Vin called and asked me to spend a month in Maine. I don’t know what she was thinking of. I can’t leave David or the house for that long.
And I’m Carrie’s backup babysitter, too. She’s even pickier about her kids than I used to be. I thought she and her husband were going to break up when she wanted to go back to work and neither his mother nor I could watch the children fulltime. Tim told Carrie they could put them in daycare or she could stay home; the choice was hers. She was angry with him for forcing her to make that choice, and even angrier with me because I wouldn’t take the children.
It’s funny that I’ve always liked being needed, but at the same time I envy Vin and Andie and Suzanne because they’re not. That sounded ugly, didn’t it? I don’t mean it that way, I really don’t. I would just like the chance to be myself for a while.
Whoever that is.
Suzanne
My regional director’s secretary called me last week and asked me to come to division headquarters in Chicago. I was surprised, even though I knew it was time for my annual evaluation. Amanda—my director—usually comes to Lewis Point for it. We have dinner and drinks, then she tells me what kind of year I’ve had and what kind of raise I’m getting. She also gives me my mid-year bonus check. I’ve always done very well, and there haven’t been many complaints from either side of the evaluation table.

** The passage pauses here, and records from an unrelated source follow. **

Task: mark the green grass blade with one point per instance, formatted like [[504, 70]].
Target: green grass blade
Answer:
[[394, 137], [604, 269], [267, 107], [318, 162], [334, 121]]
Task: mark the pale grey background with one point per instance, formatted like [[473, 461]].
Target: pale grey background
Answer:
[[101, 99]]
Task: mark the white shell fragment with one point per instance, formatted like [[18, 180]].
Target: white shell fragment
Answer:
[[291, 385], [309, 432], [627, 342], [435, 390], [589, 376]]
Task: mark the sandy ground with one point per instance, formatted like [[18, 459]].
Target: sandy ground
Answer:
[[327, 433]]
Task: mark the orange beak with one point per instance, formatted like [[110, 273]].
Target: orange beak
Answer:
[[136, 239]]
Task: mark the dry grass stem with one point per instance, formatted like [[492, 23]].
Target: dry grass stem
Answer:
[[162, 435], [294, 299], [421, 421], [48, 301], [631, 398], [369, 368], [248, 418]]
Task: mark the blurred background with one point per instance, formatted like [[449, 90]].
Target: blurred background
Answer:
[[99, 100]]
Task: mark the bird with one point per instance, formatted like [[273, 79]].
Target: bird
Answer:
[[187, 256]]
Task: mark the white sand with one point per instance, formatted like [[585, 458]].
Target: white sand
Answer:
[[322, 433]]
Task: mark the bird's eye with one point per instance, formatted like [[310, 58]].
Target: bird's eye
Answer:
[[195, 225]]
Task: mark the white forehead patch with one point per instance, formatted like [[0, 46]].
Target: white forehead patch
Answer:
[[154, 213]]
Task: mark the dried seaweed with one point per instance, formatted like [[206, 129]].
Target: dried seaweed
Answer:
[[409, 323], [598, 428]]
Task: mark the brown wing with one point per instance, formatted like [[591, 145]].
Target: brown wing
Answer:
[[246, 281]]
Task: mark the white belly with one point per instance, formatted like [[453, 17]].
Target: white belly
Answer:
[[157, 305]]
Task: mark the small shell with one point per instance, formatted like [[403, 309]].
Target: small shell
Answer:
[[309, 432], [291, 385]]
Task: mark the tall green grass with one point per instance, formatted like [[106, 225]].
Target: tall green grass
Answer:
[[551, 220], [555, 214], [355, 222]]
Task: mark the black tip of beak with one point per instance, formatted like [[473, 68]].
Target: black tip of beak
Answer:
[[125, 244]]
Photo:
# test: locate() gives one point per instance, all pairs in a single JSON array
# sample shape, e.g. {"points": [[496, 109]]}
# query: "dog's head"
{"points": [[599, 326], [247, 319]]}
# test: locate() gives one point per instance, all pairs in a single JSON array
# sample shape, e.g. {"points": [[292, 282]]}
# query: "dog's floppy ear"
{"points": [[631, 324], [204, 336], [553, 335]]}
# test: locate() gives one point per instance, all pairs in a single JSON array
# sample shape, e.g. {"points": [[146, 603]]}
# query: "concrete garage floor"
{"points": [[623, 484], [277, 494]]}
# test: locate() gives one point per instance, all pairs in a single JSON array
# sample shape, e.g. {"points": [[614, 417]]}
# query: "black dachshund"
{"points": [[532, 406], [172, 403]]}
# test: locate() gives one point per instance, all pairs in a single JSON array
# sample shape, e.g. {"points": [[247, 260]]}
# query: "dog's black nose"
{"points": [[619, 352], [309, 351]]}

Even though Amanda’s secretary didn’t give anything away, I was certain I was in line for a promotion. Sales have increased in this area to the point that division has talked about adding a new regional director. Though I’m really not crazy about tooting my own horn, I know the sales increase is largely due to my efforts and my presence in the stores.
I bought a new suit to wear to the meeting with Amanda and had my hair colored a week early because it wouldn’t do to go to headquarters with mouse-brown roots showing. I got a manicure and pedicure while I was at it, even though I usually do my own. I was packing when Vin called.
“Hey,” she said, sounding friendlier than usual, “why don’t you come to Maine for a month? Andie and I will be there, and we want to talk Jean into it, too. Do you have any vacation time saved up?”
I have plenty of vacation time, but I couldn’t think about a month in the back of the beyond right then, so I probably got a little pissy with Vin. She turned cool in the blink of an eye, which usually gets me flustered, but not this time.
“Look,” I said, “I’m getting ready for a very important business trip. I’ll be back tomorrow night and I’ll give you a call then. Just have Attila the Housekeeper put me through to you, okay?”
I heard a strangled sound from the other end of the phone that if it hadn’t been Vin I would have thought was a laugh. Then she said, “Fine. Take care,” and hung up.
I caught a puddle-jumper flight out of Lewis Point’s little airport and spent the night in Chicago so I’d be fresh for the ten-o’clock meeting. I dialed Jake Logan’s number when I got to my hotel room that evening. I hate eating on my own.
He wasn’t in, so I left a message on his machine, thinking if he didn’t call back in time, I’d just order room service. I had a paperback that Jean had recommended in my suitcase. I love to read, which always surprises everyone. It’s like, “Duh, you mean Suzanne can read?”